The town was painted red last week as London residents celebrated Congenital Heart Defect Awareness Week, spearheaded by the London and Middlesex chapter of the Canadian Heart Alliance (CCHA).
In addition to a flurry of activities and presentations, buildings at both city hall and London Life were lit red to help bring awareness to the 180,000 Canadians living with congenital heart defects (CHD), which is the number one birth defect in the country.
On Feb. 12, a group of youngsters with CHD, along with their parents, took over city hall, meeting with Mayor Matt Brown.
The kids and their families got a chance to meet with the mayor to talk about CHD and how important it is to raise awareness.
For Brown, whose wife Andrea was born with a heart defect, the day held a special significance.

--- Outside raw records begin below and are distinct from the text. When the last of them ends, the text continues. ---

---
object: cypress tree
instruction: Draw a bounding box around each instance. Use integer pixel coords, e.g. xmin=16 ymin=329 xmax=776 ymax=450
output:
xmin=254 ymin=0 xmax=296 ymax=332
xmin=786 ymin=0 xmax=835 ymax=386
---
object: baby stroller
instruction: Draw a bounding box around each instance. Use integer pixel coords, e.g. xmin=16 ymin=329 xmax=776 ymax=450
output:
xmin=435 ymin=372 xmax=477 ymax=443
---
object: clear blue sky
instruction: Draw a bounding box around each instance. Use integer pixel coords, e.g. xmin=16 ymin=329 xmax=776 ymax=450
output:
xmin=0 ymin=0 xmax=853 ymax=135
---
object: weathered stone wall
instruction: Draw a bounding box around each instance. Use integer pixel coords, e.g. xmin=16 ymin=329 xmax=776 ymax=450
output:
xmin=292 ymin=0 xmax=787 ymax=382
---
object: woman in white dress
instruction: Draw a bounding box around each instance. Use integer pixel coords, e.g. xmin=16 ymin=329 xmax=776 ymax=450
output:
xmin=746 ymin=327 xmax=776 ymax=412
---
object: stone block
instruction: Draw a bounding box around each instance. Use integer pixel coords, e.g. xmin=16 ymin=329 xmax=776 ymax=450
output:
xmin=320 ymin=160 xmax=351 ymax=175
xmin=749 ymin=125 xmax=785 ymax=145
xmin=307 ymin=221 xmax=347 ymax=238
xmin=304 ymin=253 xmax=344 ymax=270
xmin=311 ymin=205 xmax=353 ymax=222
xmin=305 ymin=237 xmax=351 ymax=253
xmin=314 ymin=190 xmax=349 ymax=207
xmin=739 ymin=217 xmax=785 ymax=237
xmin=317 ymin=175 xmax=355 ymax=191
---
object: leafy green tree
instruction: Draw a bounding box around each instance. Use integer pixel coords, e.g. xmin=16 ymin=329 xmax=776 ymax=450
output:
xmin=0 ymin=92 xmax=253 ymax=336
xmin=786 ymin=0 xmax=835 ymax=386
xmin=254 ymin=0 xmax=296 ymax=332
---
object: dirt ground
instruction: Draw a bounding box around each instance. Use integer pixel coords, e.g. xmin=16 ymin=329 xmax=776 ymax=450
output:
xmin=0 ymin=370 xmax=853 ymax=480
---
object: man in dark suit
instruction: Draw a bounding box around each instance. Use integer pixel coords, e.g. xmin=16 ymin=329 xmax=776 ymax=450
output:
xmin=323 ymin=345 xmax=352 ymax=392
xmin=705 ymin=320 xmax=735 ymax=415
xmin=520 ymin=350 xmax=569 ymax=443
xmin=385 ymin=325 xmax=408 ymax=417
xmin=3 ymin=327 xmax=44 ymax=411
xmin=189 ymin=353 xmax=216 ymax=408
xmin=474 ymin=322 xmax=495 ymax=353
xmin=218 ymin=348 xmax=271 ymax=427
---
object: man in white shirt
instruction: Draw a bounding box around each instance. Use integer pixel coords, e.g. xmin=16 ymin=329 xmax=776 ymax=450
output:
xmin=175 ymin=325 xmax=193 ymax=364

“When she was born the doctors had to wait until she was five years old before they could give her the operation and now she’s great,” he said. “Now I get to go home tonight and tell Andrea I got to meet a whole bunch of special people that have something in common with her.”
Rachael Wright, 9, bestowed the mayor with a red heart, which she helped fix to his lapel.
The red heart was meant to help bring awareness so that all through the week London residents could see it as a symbol to remember those living with CHD.
For Lisa Wright, Chair of the London and Middlesex chapter of the Canadian Heart Alliance, having the mayor share his personal story with the kids was a great chance for them to know that despite the hard times, they can go on to live a healthy and happy life.
“That really was great for the kids to hear, it really brings a lot of awareness and positivity towards the life they can look forward to living,” she said. “It shows they’re really being listened to and supported, and that their city of London really cares about them.”
According to the CCHA, about one in 80 to 100 Canadian children are born with CHD. Sixty years ago, only about 20 percent of children survived to adulthood; that number has since increased to about 90 percent – resulting in a growing population of young adults who require life-long cardiac care.
On Feb. 13, Grade 8 students from St. Marguerite S’Youville Catholic Elementary School continued the week of awareness as they dropped in to the Children’s Hospital.
The group raised over $300, which will go toward families who may have difficulties obtaining resources important to their child’s care.
A tradition for the past three years, the project began as a way to bring awareness to the students that heart disease can affect anyone of any age.
“It’s amazing to see how they’ve created this healthy heart campaign, and with that, helping hands,” said Wright. “They’re giving back and at the same time teaching themselves about the heart, which is just excellent.”